3.8 KiB
Perception Tutorial
The Perception package offers a variety of tools for generating synthetic datasets intended for use in perception-based machine learning tasks, such as object detection, semantic segmentation, and so on. These datasets are in the form of frames captured using simulated sensors. These frames are annotated with ground-truth, and are thus ready to be used for training and validating machine learning models. While the type of ground-truth bundled with this data will depend on your intended machine learning task, the Perception package already comes with a number of common ground-truth labelers which will make it easier for you to generate synthetic data. This tutorial will guide you all the way from setting up Unity on your computer to generating a large-scale synthetic dataset for training an object-detection model.

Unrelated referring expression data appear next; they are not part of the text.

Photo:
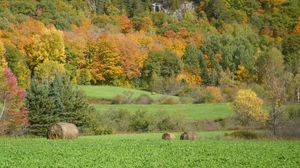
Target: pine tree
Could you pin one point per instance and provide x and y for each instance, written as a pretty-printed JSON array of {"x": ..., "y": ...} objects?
[{"x": 55, "y": 101}]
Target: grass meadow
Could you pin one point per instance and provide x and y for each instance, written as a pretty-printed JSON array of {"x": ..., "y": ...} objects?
[{"x": 148, "y": 150}]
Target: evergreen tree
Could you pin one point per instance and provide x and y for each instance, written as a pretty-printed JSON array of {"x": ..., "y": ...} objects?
[{"x": 55, "y": 101}]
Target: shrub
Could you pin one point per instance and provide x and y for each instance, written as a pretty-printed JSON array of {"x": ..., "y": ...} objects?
[
  {"x": 169, "y": 100},
  {"x": 119, "y": 99},
  {"x": 186, "y": 100},
  {"x": 165, "y": 122},
  {"x": 248, "y": 107},
  {"x": 213, "y": 95},
  {"x": 124, "y": 98},
  {"x": 144, "y": 99},
  {"x": 118, "y": 120},
  {"x": 142, "y": 122},
  {"x": 243, "y": 135}
]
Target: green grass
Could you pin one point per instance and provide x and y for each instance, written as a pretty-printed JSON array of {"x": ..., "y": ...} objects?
[
  {"x": 147, "y": 150},
  {"x": 108, "y": 92},
  {"x": 190, "y": 111}
]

While this process may sound complicated, you do not need to have any prior experience with Unity or C# coding in order to follow the first phase of this tutorial and generate a dataset using our provided samples and components. The tutorial will be divided into three high-level phases based on the complexity of the tasks involved. During these phases, you will be gradually introduced to more advanced tools and workflows that the Perception package enables you to perform.

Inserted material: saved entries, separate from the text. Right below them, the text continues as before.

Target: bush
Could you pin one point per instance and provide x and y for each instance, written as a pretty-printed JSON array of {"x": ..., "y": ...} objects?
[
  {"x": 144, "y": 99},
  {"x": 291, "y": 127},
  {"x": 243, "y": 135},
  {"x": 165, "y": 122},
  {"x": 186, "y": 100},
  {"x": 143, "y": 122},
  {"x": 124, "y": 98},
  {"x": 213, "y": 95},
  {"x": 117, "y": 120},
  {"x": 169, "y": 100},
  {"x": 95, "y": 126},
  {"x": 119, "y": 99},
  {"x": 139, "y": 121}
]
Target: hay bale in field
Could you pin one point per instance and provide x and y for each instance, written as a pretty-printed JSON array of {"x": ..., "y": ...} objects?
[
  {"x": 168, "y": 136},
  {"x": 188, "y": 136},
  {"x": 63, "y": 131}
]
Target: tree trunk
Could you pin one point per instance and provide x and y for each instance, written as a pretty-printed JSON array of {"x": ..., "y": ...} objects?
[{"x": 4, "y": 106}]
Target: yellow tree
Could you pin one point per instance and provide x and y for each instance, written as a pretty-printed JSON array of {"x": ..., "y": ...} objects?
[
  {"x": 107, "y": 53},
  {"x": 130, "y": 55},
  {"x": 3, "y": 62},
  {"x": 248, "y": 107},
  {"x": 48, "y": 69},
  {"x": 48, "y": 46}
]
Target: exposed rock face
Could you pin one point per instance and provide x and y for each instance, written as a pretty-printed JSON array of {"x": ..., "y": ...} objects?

Phase 1: Setup and Basic Randomizations
This phase will cover essential tasks and skills such as:
- Downloading Unity Editor and the Perception package
- Fundamental interactions with Unity Editor (importing sample assets into your Unity project, working with prefabs and scenes, adding components to objects and prefabs, etc.)
- Learning about essential components of the Perception package and creating a basic simulation with these essential elements.
- Running your simulations on your computer and observing real-time visualizations of the ground-truth labelers.
- Finding the synthetic data generated from your simulation and understanding its various pieces.
- Using Dataset Insights to generate statistics and visualizations for your synthetic data (e.g. number of objects in each frame, presence of each object in the whole data, etc.)
Phase 2: Custom Randomizations
In order to get the best out of comptuer vision models, the training data needs to contain a large-degree of variation. This is achieved through randomizing various aspects of your simulation between captured frames. While you will use basic randomizations in Phase 1, Phase 2 of the tutorial will help you learn how to randomize your simulations in more complex ways by guiding you through writing your first customized randomizer in C# code. Once you complete this phase, you will know how to:
- Create custom randomizers by extending our provided samples.
- Coordinate the operation of several randomizers by specifying their order of execution and the objects they affect.
- Have objects specify criteria (e.g. ranges, means, etc.) and logic (e.g. unique behaviors) for their randomizable attributes.
Phase 3: Cloud
You will generally require a large amount of data to train your computer vision model. Generating data in these practical sizes will take incredible amounts of time to finish if performed on typical workstation computers. This is where the cloud comes in. In this phase, you will learn how to:
- Generate large-scale synthetic datasets containing hundreds of thousands of frames by leveraging the power of Unity Simulation (USim).
- Keep track of your USim runs using the USim command-line interface (USim-CLI).
- Use Dataset Insights to download and analyze your cloud-generated data.